Pero el efecto real de estas tecnologías sobre la participación electoral no está comprobado. Si bien la tasa de votación electrónica en Estonia aumentó casi un 20% entre la elección de 2007 y la de 2011, la participación general aumentó menos de dos puntos porcentuales (del 61,9% al 63,5%). Esto tal vez sea señal de que la votación electrónica alienta el uso de otro medio de participación entre quienes ya tienen costumbre de votar, pero no la participación de más votantes en sí.
Pero la votación electrónica, además de ineficaz, puede ser perjudicial. No sólo reduce el costo para los votantes, sino también para el Estado, con lo que llamar a elecciones (o referendos) se torna más fácil que nunca. Esto conlleva el riesgo de convocatorias excesivamente frecuentes que debilitarían la eficiencia del gobierno.
En un tiempo de crecimiento económico mundial insuficiente y deterioro de los niveles de vida, la importancia de un gobierno eficiente se acentúa. Según la Corporación del Reto del Milenio (un organismo estadounidense de ayuda internacional), un gobierno más eficiente ayuda a reducir la pobreza, mejorar la educación y la atención de la salud, frenar el deterioro medioambiental y combatir la corrupción.
Un aspecto clave de la eficiencia gubernamental es el pensamiento a largo plazo. Las autoridades deben tratar de implementar las políticas que prometieron en campaña, pero también deben contar con suficiente margen político para ajustarse a circunstancias cambiantes, incluso si eso implica apartarse de los plazos previstos.
Eso no es posible en medio de elecciones y referendos constantes, que obligan a las autoridades a complacer a los votantes con resultados inmediatos o exponerse al castigo de las urnas. El resultado más probable será una agenda miope y propensa a cambios de rumbo súbitos por motivaciones políticas. Esta volatilidad, además de dañar la credibilidad política y la confianza de los mercados, puede crear fricciones entre las autoridades electas y los funcionarios públicos de carrera, dañando así una relación que es crucial para una toma de decisiones eficiente, previsora e informada.

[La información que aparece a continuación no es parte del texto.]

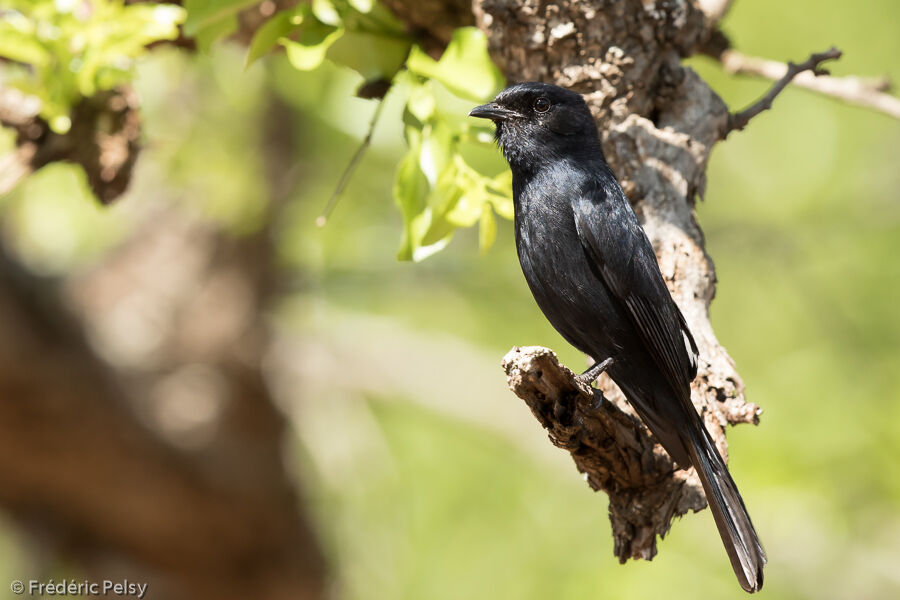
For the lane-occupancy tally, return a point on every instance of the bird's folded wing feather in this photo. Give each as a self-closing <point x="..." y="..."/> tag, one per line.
<point x="617" y="245"/>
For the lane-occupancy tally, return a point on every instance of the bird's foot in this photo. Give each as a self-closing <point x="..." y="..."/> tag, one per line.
<point x="594" y="371"/>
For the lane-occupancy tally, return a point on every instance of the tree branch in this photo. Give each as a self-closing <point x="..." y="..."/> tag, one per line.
<point x="610" y="446"/>
<point x="869" y="93"/>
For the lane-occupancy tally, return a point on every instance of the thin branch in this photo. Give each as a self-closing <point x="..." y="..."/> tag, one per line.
<point x="737" y="121"/>
<point x="867" y="92"/>
<point x="351" y="167"/>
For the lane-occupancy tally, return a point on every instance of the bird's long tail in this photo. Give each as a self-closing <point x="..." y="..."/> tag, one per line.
<point x="740" y="538"/>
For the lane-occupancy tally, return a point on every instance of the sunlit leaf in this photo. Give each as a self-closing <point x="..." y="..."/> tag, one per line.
<point x="308" y="52"/>
<point x="205" y="13"/>
<point x="22" y="46"/>
<point x="362" y="6"/>
<point x="465" y="68"/>
<point x="326" y="12"/>
<point x="372" y="55"/>
<point x="421" y="102"/>
<point x="267" y="36"/>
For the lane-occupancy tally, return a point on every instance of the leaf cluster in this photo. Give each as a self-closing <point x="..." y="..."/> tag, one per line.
<point x="65" y="50"/>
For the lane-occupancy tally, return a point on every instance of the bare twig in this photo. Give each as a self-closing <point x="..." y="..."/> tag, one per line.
<point x="351" y="167"/>
<point x="867" y="92"/>
<point x="610" y="446"/>
<point x="737" y="121"/>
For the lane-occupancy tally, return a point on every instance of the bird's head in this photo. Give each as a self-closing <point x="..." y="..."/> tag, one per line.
<point x="540" y="122"/>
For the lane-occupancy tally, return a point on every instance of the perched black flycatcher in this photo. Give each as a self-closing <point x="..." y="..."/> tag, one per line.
<point x="594" y="275"/>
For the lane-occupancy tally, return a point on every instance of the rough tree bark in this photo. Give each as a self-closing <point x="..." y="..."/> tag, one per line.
<point x="659" y="122"/>
<point x="222" y="522"/>
<point x="137" y="432"/>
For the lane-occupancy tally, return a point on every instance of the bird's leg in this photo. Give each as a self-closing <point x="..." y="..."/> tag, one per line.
<point x="594" y="371"/>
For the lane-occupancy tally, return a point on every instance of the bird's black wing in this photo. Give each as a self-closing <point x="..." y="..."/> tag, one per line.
<point x="617" y="245"/>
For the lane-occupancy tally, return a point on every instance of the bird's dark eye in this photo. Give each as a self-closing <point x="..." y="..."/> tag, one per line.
<point x="541" y="105"/>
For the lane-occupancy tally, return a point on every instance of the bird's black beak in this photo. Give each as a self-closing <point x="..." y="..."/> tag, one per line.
<point x="494" y="112"/>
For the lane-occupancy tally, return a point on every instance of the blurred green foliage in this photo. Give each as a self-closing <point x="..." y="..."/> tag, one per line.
<point x="71" y="49"/>
<point x="417" y="500"/>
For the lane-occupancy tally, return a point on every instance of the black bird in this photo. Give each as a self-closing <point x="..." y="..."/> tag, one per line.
<point x="593" y="273"/>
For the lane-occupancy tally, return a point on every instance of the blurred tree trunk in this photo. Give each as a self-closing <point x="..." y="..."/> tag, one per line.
<point x="155" y="451"/>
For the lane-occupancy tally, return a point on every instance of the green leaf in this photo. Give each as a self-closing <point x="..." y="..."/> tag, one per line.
<point x="22" y="46"/>
<point x="421" y="103"/>
<point x="487" y="229"/>
<point x="267" y="36"/>
<point x="410" y="188"/>
<point x="308" y="52"/>
<point x="372" y="55"/>
<point x="206" y="13"/>
<point x="209" y="35"/>
<point x="326" y="12"/>
<point x="363" y="6"/>
<point x="465" y="68"/>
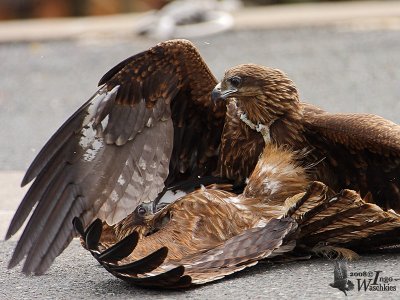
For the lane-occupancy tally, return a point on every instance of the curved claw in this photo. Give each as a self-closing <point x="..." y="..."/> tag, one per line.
<point x="120" y="250"/>
<point x="144" y="265"/>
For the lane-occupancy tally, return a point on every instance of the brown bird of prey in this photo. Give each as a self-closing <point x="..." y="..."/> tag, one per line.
<point x="354" y="151"/>
<point x="211" y="233"/>
<point x="151" y="126"/>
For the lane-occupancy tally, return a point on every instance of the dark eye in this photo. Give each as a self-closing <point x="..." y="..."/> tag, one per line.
<point x="141" y="211"/>
<point x="235" y="81"/>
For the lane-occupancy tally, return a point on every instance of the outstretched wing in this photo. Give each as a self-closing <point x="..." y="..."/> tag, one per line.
<point x="362" y="152"/>
<point x="149" y="125"/>
<point x="235" y="254"/>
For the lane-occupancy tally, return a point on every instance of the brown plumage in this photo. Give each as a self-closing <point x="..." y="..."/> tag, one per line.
<point x="211" y="233"/>
<point x="354" y="151"/>
<point x="150" y="126"/>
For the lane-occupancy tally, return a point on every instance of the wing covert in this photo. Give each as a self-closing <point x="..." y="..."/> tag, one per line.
<point x="137" y="134"/>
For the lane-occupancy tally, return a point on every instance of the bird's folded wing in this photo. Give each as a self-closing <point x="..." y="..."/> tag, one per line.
<point x="117" y="150"/>
<point x="356" y="131"/>
<point x="362" y="153"/>
<point x="237" y="253"/>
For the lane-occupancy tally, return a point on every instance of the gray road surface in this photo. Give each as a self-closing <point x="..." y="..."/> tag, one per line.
<point x="337" y="68"/>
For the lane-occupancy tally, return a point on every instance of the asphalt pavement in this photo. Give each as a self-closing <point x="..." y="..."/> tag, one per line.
<point x="347" y="67"/>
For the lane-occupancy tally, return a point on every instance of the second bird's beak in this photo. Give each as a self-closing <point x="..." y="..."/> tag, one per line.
<point x="218" y="94"/>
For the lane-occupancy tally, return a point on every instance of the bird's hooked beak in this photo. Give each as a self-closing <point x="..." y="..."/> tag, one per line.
<point x="219" y="94"/>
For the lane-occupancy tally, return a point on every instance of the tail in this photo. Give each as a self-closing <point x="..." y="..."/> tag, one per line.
<point x="337" y="225"/>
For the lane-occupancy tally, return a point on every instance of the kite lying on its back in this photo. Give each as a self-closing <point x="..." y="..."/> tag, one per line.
<point x="211" y="233"/>
<point x="152" y="125"/>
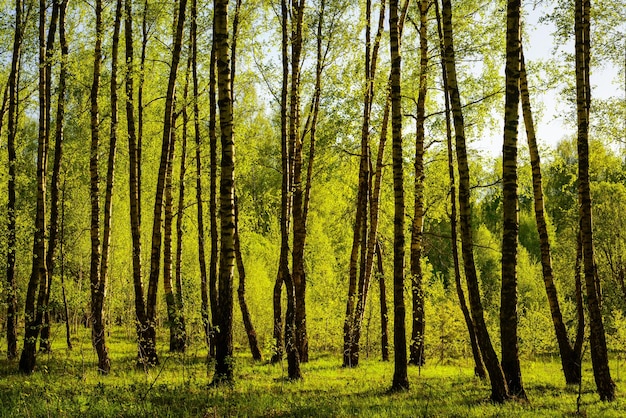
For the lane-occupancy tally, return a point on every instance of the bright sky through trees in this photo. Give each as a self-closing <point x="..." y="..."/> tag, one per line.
<point x="554" y="111"/>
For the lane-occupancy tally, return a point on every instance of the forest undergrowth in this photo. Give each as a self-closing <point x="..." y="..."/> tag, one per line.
<point x="66" y="383"/>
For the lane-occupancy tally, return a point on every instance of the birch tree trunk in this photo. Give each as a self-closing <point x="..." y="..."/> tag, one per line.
<point x="597" y="338"/>
<point x="499" y="389"/>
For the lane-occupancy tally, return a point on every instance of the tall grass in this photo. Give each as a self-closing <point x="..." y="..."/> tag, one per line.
<point x="67" y="384"/>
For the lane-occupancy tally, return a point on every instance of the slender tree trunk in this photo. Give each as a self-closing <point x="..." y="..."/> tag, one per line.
<point x="68" y="336"/>
<point x="174" y="315"/>
<point x="479" y="366"/>
<point x="384" y="334"/>
<point x="166" y="149"/>
<point x="361" y="241"/>
<point x="285" y="206"/>
<point x="44" y="291"/>
<point x="45" y="344"/>
<point x="570" y="359"/>
<point x="180" y="337"/>
<point x="417" y="230"/>
<point x="400" y="377"/>
<point x="146" y="353"/>
<point x="97" y="334"/>
<point x="38" y="282"/>
<point x="241" y="293"/>
<point x="510" y="229"/>
<point x="499" y="389"/>
<point x="13" y="111"/>
<point x="213" y="262"/>
<point x="224" y="336"/>
<point x="295" y="140"/>
<point x="597" y="338"/>
<point x="204" y="309"/>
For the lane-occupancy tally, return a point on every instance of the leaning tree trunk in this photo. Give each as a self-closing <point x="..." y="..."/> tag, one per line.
<point x="479" y="366"/>
<point x="400" y="376"/>
<point x="597" y="338"/>
<point x="417" y="230"/>
<point x="38" y="282"/>
<point x="253" y="341"/>
<point x="166" y="148"/>
<point x="384" y="320"/>
<point x="570" y="359"/>
<point x="181" y="330"/>
<point x="299" y="228"/>
<point x="134" y="152"/>
<point x="204" y="309"/>
<point x="97" y="295"/>
<point x="224" y="322"/>
<point x="363" y="240"/>
<point x="44" y="291"/>
<point x="213" y="261"/>
<point x="13" y="111"/>
<point x="510" y="225"/>
<point x="45" y="344"/>
<point x="177" y="335"/>
<point x="499" y="389"/>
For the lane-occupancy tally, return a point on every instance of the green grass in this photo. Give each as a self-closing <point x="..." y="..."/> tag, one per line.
<point x="67" y="384"/>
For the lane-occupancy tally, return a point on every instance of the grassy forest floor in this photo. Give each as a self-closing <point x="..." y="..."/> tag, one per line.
<point x="66" y="384"/>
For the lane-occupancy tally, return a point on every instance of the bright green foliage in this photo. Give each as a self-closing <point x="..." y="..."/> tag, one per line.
<point x="68" y="385"/>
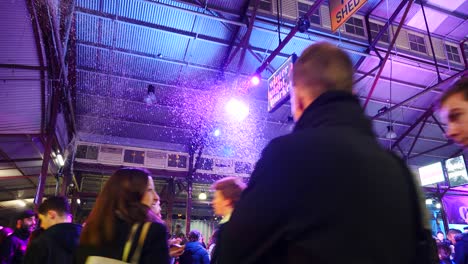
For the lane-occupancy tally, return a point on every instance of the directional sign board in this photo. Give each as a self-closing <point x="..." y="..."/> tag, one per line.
<point x="280" y="83"/>
<point x="342" y="10"/>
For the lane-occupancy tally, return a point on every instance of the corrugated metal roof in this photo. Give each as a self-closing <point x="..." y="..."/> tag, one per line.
<point x="131" y="130"/>
<point x="150" y="41"/>
<point x="213" y="28"/>
<point x="89" y="4"/>
<point x="198" y="53"/>
<point x="17" y="41"/>
<point x="20" y="110"/>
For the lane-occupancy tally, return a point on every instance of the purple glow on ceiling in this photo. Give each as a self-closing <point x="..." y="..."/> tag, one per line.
<point x="255" y="80"/>
<point x="434" y="19"/>
<point x="237" y="109"/>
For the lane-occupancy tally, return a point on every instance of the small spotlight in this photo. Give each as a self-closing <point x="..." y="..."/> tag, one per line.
<point x="390" y="133"/>
<point x="237" y="109"/>
<point x="60" y="160"/>
<point x="20" y="203"/>
<point x="255" y="80"/>
<point x="202" y="196"/>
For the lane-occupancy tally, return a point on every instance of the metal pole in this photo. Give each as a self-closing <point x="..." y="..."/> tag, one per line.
<point x="188" y="211"/>
<point x="170" y="203"/>
<point x="438" y="124"/>
<point x="417" y="135"/>
<point x="376" y="80"/>
<point x="462" y="49"/>
<point x="430" y="42"/>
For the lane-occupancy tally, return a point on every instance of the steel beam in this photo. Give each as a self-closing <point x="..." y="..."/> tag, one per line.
<point x="246" y="38"/>
<point x="390" y="47"/>
<point x="419" y="120"/>
<point x="432" y="149"/>
<point x="430" y="42"/>
<point x="287" y="39"/>
<point x="445" y="83"/>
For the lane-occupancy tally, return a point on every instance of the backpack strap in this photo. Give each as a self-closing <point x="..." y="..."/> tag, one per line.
<point x="128" y="244"/>
<point x="141" y="242"/>
<point x="426" y="250"/>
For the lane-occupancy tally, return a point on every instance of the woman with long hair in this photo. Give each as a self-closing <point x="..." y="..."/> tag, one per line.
<point x="125" y="200"/>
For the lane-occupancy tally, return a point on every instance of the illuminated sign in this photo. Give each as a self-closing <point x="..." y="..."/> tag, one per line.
<point x="280" y="83"/>
<point x="342" y="10"/>
<point x="431" y="174"/>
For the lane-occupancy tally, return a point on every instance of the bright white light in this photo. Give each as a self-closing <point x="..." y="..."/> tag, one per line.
<point x="21" y="203"/>
<point x="237" y="109"/>
<point x="60" y="160"/>
<point x="202" y="196"/>
<point x="255" y="80"/>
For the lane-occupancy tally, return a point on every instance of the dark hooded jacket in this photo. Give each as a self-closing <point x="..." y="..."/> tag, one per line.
<point x="461" y="250"/>
<point x="322" y="195"/>
<point x="13" y="248"/>
<point x="194" y="253"/>
<point x="57" y="244"/>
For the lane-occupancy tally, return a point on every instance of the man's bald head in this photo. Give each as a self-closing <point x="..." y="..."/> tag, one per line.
<point x="322" y="67"/>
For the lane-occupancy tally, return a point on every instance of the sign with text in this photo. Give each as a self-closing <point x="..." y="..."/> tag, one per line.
<point x="280" y="83"/>
<point x="342" y="10"/>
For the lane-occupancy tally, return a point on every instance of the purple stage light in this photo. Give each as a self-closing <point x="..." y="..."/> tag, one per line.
<point x="237" y="109"/>
<point x="255" y="80"/>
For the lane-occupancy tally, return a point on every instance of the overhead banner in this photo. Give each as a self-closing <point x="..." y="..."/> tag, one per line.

Los amantes de los referendos los presentan como el mejor ejemplo de democracia pura, ya que dan a la ciudadanía de a pie participación directa en la toma de decisiones. Pero en una democracia representativa, los referendos debilitan la relación entre los votantes y la dirigencia encargada de la tarea de diseñar políticas en nombre de los ciudadanos.
Cual signo ominoso de los tiempos, los referendos se están convirtiendo en un aspecto cada vez más frecuente (e influyente) de la política en Occidente. El Reino Unido sólo convocó tres referendos en toda su historia; pero dos se celebraron en los últimos seis años (además de uno en Escocia). François Fillon, un candidato a la presidencia francesa, prometió que si ganaba la elección llamaría a dos referendos (y dio a entender que Francia necesitaba no menos de cinco).
También las elecciones están volviéndose más frecuentes. El mandato promedio de la dirigencia política del G20 se redujo a un mínimo histórico de 3,7 años, contra seis años en 1946; es indudable que este cambio alienta más cortoplacismo en los gobiernos.
No está claro todavía que la votación electrónica aliente más participación de los votantes. Lo que está claro es que su adopción a gran escala puede agravar tendencias que ya menoscaban la eficacia de la política pública, incluida la capacidad de los gobiernos de estimular el crecimiento económico y mejorar las condiciones sociales.
Reducir las barreras que impiden la participación democrática de los ciudadanos más pobres es una meta loable. Pero ¿de qué servirá si el resultado es contrario a los intereses de esos mismos ciudadanos?